Sorry I mean to say that If I installed version 1.55 stable on my computer I will have the same hash that another person that have the stable version on their computer.

Cargo has an option to do this for building libstd

is there any way to enable it for normal libraries?

Yes, because the file is identical.

It is an internal unstable option, so no, not on stable.

Hmm, got it. But is there a -Z option if I'm on nightly builds? for libraries I build?

It is an env var. Set __CARGO_DEFAULT_LIB_METADATA to any value. The exact hash will depend on this value.

Note that while it isn't gated on nightly, you must not expect it to be stable. I expect it to be removed if a stable option gets added for this.

Interesting to see. Thanks

On Linux the library versions are defined after the library name, so project would produce the default version libproject.so and with versions libproject.so.1.0.0. I think thats a way of implementing and not breaking the working libraries with the current default. On windows and macos we can implement the same thing in my opinion.

the libraries that are the default version are symlinks to the real libraries with versions.
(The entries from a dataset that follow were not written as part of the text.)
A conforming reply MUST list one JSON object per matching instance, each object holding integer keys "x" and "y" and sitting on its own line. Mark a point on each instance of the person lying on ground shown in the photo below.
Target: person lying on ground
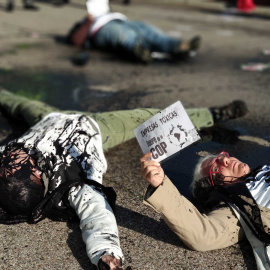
{"x": 54, "y": 170}
{"x": 233, "y": 202}
{"x": 136, "y": 40}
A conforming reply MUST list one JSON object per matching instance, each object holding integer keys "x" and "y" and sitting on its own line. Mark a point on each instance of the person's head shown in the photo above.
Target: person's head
{"x": 21, "y": 188}
{"x": 218, "y": 170}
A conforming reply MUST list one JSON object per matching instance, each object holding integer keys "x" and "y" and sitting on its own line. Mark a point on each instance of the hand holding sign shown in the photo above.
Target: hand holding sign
{"x": 151, "y": 170}
{"x": 167, "y": 132}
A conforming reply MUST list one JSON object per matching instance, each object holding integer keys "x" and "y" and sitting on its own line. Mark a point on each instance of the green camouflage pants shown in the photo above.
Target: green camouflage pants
{"x": 116, "y": 126}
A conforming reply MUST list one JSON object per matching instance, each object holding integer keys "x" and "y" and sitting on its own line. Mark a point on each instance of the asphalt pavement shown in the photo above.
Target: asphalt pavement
{"x": 34, "y": 63}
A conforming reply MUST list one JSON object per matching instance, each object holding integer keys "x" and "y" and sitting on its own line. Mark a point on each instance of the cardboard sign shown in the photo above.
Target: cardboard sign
{"x": 167, "y": 132}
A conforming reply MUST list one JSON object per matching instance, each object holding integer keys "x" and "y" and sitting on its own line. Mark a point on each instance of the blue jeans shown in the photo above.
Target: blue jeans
{"x": 123, "y": 36}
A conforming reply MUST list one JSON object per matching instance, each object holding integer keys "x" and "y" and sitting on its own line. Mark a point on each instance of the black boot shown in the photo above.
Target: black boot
{"x": 233, "y": 110}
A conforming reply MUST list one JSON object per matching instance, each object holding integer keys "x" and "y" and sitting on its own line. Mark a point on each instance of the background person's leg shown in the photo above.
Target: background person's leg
{"x": 23, "y": 108}
{"x": 154, "y": 39}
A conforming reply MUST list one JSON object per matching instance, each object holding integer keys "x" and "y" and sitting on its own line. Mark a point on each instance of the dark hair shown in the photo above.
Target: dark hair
{"x": 19, "y": 196}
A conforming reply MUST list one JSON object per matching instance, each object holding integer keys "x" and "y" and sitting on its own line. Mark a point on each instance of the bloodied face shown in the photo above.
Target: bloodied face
{"x": 229, "y": 168}
{"x": 19, "y": 164}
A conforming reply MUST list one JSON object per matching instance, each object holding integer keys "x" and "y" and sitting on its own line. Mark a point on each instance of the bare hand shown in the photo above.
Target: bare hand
{"x": 151, "y": 170}
{"x": 107, "y": 262}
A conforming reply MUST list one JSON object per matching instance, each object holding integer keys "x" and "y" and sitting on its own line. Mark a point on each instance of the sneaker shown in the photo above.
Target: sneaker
{"x": 142, "y": 54}
{"x": 188, "y": 48}
{"x": 30, "y": 7}
{"x": 233, "y": 110}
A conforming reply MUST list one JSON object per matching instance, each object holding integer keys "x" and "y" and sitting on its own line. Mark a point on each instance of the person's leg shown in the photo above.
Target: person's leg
{"x": 117, "y": 127}
{"x": 23, "y": 108}
{"x": 10, "y": 5}
{"x": 153, "y": 38}
{"x": 97, "y": 222}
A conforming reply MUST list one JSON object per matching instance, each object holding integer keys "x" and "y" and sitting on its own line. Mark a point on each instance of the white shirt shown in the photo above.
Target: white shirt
{"x": 100, "y": 10}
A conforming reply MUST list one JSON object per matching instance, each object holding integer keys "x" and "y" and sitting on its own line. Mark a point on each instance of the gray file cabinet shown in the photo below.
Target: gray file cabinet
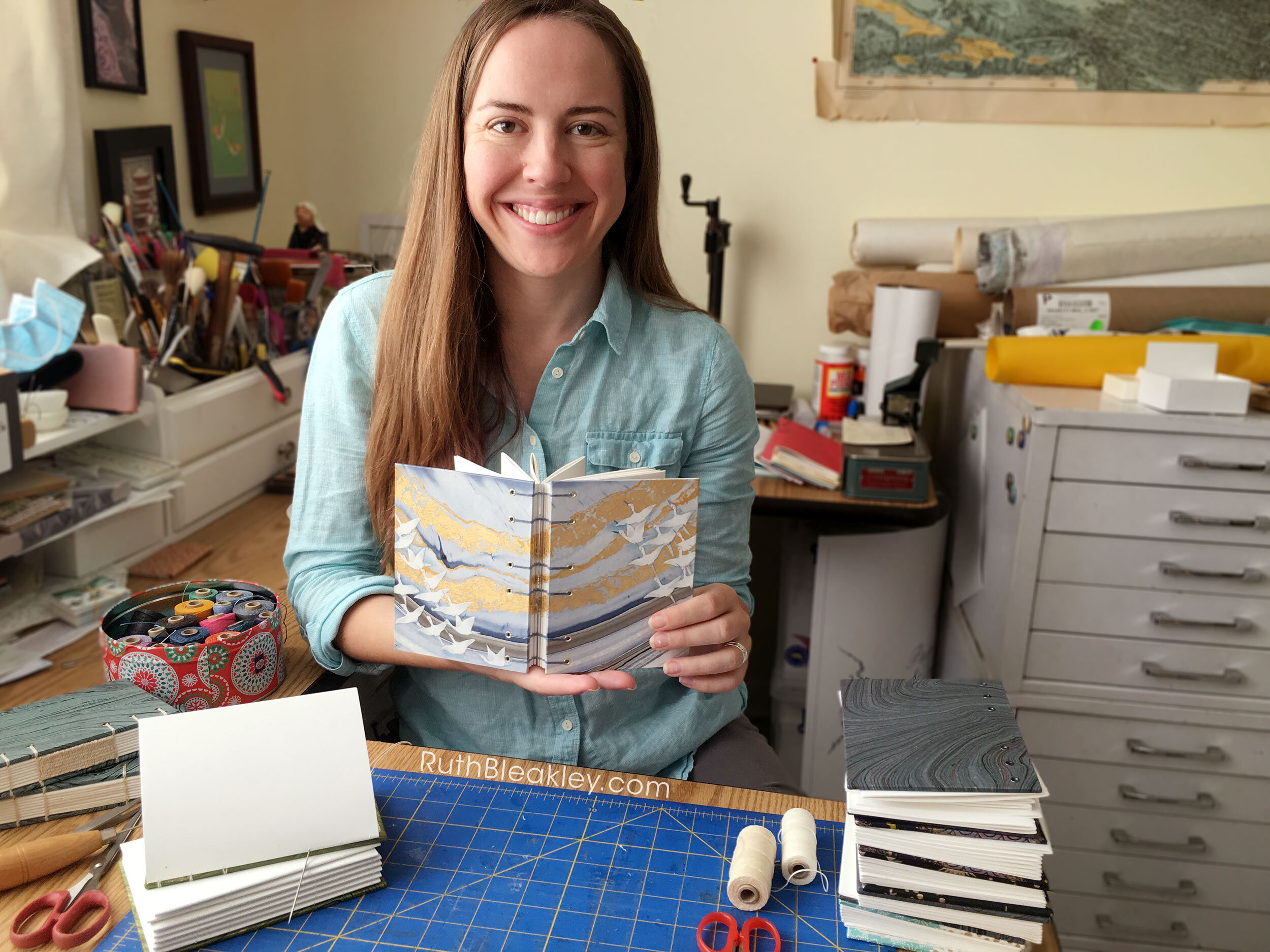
{"x": 1126, "y": 606}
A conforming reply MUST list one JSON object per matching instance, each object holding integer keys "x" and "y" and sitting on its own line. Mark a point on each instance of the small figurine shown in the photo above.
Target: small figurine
{"x": 309, "y": 232}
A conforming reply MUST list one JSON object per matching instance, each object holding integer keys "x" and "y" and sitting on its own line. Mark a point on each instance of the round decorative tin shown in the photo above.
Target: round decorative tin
{"x": 229, "y": 668}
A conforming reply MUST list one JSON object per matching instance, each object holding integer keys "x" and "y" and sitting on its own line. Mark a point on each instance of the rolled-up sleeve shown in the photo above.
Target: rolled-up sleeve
{"x": 723, "y": 457}
{"x": 332, "y": 556}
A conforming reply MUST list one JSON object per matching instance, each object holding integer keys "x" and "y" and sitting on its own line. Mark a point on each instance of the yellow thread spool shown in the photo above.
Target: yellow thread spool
{"x": 197, "y": 607}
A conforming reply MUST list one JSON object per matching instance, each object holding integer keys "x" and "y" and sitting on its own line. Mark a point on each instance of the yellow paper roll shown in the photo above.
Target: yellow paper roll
{"x": 197, "y": 607}
{"x": 1081, "y": 361}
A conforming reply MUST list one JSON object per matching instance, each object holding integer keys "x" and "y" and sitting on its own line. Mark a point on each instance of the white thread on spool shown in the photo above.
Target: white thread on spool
{"x": 798, "y": 847}
{"x": 750, "y": 876}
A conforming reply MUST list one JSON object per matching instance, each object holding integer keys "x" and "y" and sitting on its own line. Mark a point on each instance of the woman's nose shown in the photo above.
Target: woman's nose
{"x": 547, "y": 160}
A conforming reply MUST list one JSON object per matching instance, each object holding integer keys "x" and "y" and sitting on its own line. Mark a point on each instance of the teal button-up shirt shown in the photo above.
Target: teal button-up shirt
{"x": 638, "y": 385}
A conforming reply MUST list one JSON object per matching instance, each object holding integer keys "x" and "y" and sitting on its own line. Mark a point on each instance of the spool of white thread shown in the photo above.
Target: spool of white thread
{"x": 798, "y": 847}
{"x": 753, "y": 860}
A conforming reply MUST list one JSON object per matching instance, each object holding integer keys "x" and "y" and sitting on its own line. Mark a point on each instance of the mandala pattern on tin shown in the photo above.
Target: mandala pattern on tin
{"x": 150, "y": 673}
{"x": 212, "y": 659}
{"x": 256, "y": 664}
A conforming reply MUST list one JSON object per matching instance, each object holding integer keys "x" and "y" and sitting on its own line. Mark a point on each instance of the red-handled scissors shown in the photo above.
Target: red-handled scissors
{"x": 735, "y": 941}
{"x": 68, "y": 907}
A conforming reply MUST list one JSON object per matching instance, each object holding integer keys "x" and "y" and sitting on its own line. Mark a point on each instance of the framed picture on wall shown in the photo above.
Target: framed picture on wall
{"x": 217, "y": 83}
{"x": 111, "y": 40}
{"x": 130, "y": 164}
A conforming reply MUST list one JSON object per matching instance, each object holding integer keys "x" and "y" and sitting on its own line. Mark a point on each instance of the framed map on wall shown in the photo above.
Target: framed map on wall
{"x": 1152, "y": 62}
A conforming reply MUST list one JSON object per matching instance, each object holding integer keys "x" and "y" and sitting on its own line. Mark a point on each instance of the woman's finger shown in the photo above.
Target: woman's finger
{"x": 715, "y": 631}
{"x": 728, "y": 658}
{"x": 714, "y": 683}
{"x": 709, "y": 602}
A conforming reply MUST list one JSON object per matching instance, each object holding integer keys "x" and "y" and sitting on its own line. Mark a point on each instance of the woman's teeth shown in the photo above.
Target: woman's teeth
{"x": 536, "y": 216}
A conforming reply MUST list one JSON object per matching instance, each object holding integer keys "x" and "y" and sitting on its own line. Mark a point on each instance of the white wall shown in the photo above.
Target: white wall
{"x": 344, "y": 90}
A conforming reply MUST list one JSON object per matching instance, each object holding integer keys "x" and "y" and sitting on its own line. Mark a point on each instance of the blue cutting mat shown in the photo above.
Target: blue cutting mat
{"x": 501, "y": 867}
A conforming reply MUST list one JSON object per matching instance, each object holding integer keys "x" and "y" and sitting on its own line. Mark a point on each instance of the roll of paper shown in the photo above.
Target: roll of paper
{"x": 879, "y": 243}
{"x": 902, "y": 316}
{"x": 885, "y": 311}
{"x": 1089, "y": 249}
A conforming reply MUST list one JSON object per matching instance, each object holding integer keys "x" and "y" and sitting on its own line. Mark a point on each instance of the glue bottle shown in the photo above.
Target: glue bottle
{"x": 832, "y": 386}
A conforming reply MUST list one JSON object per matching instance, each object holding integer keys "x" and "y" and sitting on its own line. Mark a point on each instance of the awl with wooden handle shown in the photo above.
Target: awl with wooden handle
{"x": 36, "y": 859}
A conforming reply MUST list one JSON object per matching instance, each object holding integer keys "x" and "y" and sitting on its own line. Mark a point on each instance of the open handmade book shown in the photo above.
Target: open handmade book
{"x": 509, "y": 570}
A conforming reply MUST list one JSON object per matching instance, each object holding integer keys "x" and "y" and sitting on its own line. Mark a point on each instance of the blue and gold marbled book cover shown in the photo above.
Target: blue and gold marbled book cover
{"x": 501, "y": 572}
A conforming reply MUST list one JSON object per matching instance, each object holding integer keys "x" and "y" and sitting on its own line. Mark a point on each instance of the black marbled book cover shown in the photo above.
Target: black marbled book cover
{"x": 953, "y": 869}
{"x": 948, "y": 737}
{"x": 879, "y": 823}
{"x": 938, "y": 900}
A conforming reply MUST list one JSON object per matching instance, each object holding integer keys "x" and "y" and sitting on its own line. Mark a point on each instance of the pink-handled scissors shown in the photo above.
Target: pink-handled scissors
{"x": 68, "y": 907}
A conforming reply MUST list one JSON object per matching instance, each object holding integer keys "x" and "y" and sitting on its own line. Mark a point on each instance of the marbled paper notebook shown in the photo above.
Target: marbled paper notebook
{"x": 934, "y": 737}
{"x": 506, "y": 570}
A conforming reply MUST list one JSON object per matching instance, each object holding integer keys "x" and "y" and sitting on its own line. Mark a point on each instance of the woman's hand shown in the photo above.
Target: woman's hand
{"x": 366, "y": 635}
{"x": 704, "y": 625}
To make this work with new versions of cargo, I think it should create the symlinks as well:

libproject.so -> libproject.so.1.0.0
libproject.dll -> libproject.dll.1.0.0
libproject.dylib -> libproject.dylib.1.0.0

@bjorn3 do you happen to know how do I tell cargo to produce libNAME-hash.so instead of the normal libNAME.so?

also, when I specify a dependency with git instead of path, and it is a dylib, it just automatically falls to generate the hash. is that intentional?

shared = { git = "https://gitlab.com/somewhere"  } # does generate library hash
shared = { path = "../path/to/lib" } # doesn't generate library hash

Producing dylibs with a hash requires an unstable cargo option. See Rewrite build_sysroot.sh in rust · bjorn3/rustc_codegen_cranelift@ad971bb · GitHub if you are curious.

sorry, when the __CARGO_DEFAULT_LIB_METADATA=0 is setted, it puts the library inside the deps folder. I didn't see it.